Anders als mit der Gruppen-Gesprächstherapie. Das ist eine Horrorvorstellung für mich. Bestenfalls kann ich in dem Raum sitzen und einfach 90 Minuten abwarten, ohne etwas zu sagen. Über mich würde ich in dieser Situation niemals etwas sagen. Schwerer fällt es mir aber, nichts über die Äußerungen der anderen zu sagen. Das kann man allerdings lernen. Trotzdem ändert es nichts an der realen Situation, gezwungen zu sein, anderthalb Stunden mit mehreren anderen Menschen in einem Raum quasi eingesperrt zu sein und darauf zu warten, vom Gruppentherapeuten provoziert zu werden, bis man eine Reaktion zeigt. Eine öffentliche Reaktion, die dann zerpflückt und zerredet wird.

„Es durfte nur nicht erwartet, ja verlangt werden, dass er, was ihm nicht passierte, in jeder Sekunde aufsage, vor ihr aufsage. Für sich sein. Für sich sein dürfen. Deine Stimmung empfinden dürfen, wie du sie jetzt, gerade jetzt, empfindest. Sie nicht übersetzen müssen ins Erträgliche, gar für den anderen Erträgliche. Eine Drecksstimmung eine Drecksstimmung sein lassen.“
(Martin Walser, Der Augenblick der Liebe)

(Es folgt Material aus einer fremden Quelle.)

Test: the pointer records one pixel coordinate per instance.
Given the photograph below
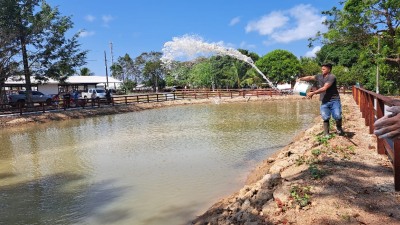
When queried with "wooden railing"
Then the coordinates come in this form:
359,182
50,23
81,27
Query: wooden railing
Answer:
62,104
372,107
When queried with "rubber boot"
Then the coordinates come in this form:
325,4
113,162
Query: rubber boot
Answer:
339,128
326,128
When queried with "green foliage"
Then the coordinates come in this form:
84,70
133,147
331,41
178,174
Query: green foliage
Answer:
315,172
323,139
309,66
279,65
316,152
364,36
301,195
84,71
123,69
202,75
38,32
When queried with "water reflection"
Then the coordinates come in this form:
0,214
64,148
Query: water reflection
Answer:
159,166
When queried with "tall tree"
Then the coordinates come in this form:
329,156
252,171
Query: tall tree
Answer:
39,35
84,71
373,26
152,69
279,65
123,69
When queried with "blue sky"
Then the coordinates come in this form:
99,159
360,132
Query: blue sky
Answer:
135,27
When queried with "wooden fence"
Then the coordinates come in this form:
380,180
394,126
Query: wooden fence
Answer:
372,107
61,104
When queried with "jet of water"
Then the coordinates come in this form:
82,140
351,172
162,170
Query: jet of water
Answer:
191,47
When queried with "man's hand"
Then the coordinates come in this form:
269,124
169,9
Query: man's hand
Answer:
389,125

Genau das können sie nicht. Eine Drecksstimmung, meine Drecksstimmung, eine sein lassen. Warumwarumwarum? Und dann muss ich mir irgendeine Erklärung aus den Fingern saugen. Gruppentherapie bedeutet für mich einen unerträglichen Zwang.

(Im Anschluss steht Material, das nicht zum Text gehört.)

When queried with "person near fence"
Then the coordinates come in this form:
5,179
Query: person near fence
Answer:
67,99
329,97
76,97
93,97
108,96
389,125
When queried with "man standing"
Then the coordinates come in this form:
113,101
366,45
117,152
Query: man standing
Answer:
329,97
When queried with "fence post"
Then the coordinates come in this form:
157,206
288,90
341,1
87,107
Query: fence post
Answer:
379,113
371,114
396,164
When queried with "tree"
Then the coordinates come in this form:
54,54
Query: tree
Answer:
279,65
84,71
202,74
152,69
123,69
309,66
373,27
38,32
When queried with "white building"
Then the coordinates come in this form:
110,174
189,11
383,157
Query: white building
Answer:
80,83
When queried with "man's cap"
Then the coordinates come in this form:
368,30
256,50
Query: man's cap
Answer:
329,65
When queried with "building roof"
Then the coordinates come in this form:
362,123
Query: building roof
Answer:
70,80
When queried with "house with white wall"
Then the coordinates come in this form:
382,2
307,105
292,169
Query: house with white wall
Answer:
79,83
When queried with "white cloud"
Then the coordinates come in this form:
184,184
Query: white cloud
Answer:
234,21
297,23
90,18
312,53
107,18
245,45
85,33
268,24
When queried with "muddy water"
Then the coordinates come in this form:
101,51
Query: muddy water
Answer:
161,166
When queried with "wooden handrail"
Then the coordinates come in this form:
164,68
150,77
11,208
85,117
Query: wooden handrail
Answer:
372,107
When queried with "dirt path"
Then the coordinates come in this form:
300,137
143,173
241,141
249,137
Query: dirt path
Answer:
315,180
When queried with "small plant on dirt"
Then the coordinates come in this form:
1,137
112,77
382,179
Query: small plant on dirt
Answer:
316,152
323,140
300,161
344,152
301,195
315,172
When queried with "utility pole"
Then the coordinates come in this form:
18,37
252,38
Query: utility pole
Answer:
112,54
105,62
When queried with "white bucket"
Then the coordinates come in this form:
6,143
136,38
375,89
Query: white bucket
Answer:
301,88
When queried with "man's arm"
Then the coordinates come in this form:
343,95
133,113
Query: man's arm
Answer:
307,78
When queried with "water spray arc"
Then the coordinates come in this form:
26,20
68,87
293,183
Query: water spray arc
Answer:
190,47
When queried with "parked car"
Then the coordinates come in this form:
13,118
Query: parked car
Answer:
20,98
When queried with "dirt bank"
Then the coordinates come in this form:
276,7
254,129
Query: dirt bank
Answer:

Aber ich denke, ich werde das schon in den Griff bekommen. Schweigen und abwarten, die Zeit abwarten und ab und zu einen verstohlenen Blick auf eine Armbanduhr werfen, um zu sehen, wie lange diese Prozedur noch dauert. Dieses erzwungene Gerede über Gefühle und die Unfähigkeit der Therapeuten, einmal etwas nicht zu hinterfragen, treibt seltsame Blüten. Es gibt den Begriff Therapeutenfutter. Wenn ein Therapeut fragt und bohrt (Haben Sie sich schon einmal gefragt, warum Sie so handeln? Warum ist das bei Ihnen so? Sie müssen da tiefer gehen …), wirft man ihm irgendwas hin.

Mein Vater ist Alkoholiker.

Meine Mutter ist auf den Strich gegangen.

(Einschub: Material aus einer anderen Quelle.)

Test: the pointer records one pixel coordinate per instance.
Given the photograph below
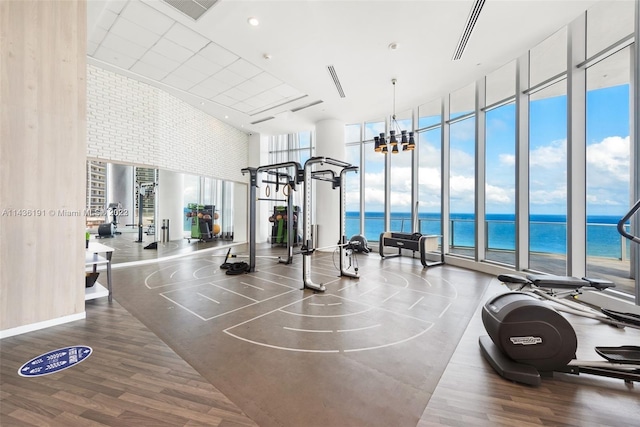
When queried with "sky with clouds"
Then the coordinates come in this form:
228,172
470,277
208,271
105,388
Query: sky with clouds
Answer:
608,155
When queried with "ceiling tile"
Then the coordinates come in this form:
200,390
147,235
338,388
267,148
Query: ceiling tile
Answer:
203,65
237,94
107,18
203,91
118,44
91,48
286,91
250,87
186,38
116,5
218,54
270,96
148,70
244,68
171,50
159,61
224,100
229,77
180,83
116,58
185,72
215,85
266,80
243,107
97,35
128,30
147,17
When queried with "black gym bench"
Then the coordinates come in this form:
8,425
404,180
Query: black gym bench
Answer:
415,242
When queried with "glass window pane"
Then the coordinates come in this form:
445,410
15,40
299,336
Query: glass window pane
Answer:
549,58
463,101
608,169
500,177
400,191
462,186
429,181
430,114
352,133
352,191
608,22
501,84
548,180
372,129
374,201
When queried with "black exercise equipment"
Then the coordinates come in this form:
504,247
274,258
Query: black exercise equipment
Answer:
360,244
561,290
528,340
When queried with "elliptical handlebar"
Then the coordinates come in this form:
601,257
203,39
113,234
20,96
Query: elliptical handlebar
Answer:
626,218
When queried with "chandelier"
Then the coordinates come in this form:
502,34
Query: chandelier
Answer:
381,145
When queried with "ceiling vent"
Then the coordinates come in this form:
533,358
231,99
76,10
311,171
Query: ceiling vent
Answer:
263,120
192,8
336,81
468,29
302,107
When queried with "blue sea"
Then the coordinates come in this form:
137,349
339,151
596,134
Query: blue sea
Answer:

Mein Bruder hat mich missbraucht, als ich zwölf war.

Kein Wort davon ist wahr, aber die Therapeuten stürzen sich darauf wie Hyänen. Endlich, endlich stellt sich der Patient seinem tiefsten Trauma! Endlich beginnt er zu erkennen, warum er mit fünfzehn angefangen hat, Drogen zu nehmen! Sie kommen keine Sekunde darauf, dass er mit vierzehn einfach neugierig und doof war und nur die falschen Freunde gehabt haben könnte. Hinter absolut allem muss ein tieferer Sinn stecken, und wenn es keinen gibt, muss eben einer erfunden werden. Ein Mensch, dem diese Dinge wirklich widerfahren sind, wird niemals so leicht darüber sprechen. Vielleicht ein einziges Mal, vielleicht in kleinen Etappen, vielleicht auch nie – aber sicher nicht zu einem Therapeuten, der darauf drängt, er müsse nun endlich etwas sagen.

Natürlich ist das nicht immer so, zum Glück! Aber es kommt vor. In abgeschwächter Form jedenfalls jeden Morgen in der sogenannten Befindlichkeitsrunde. Ich frage mich, wann einem die nichtssagenden Floskeln ausgehen. Nach sieben Tagen oder vierzehn?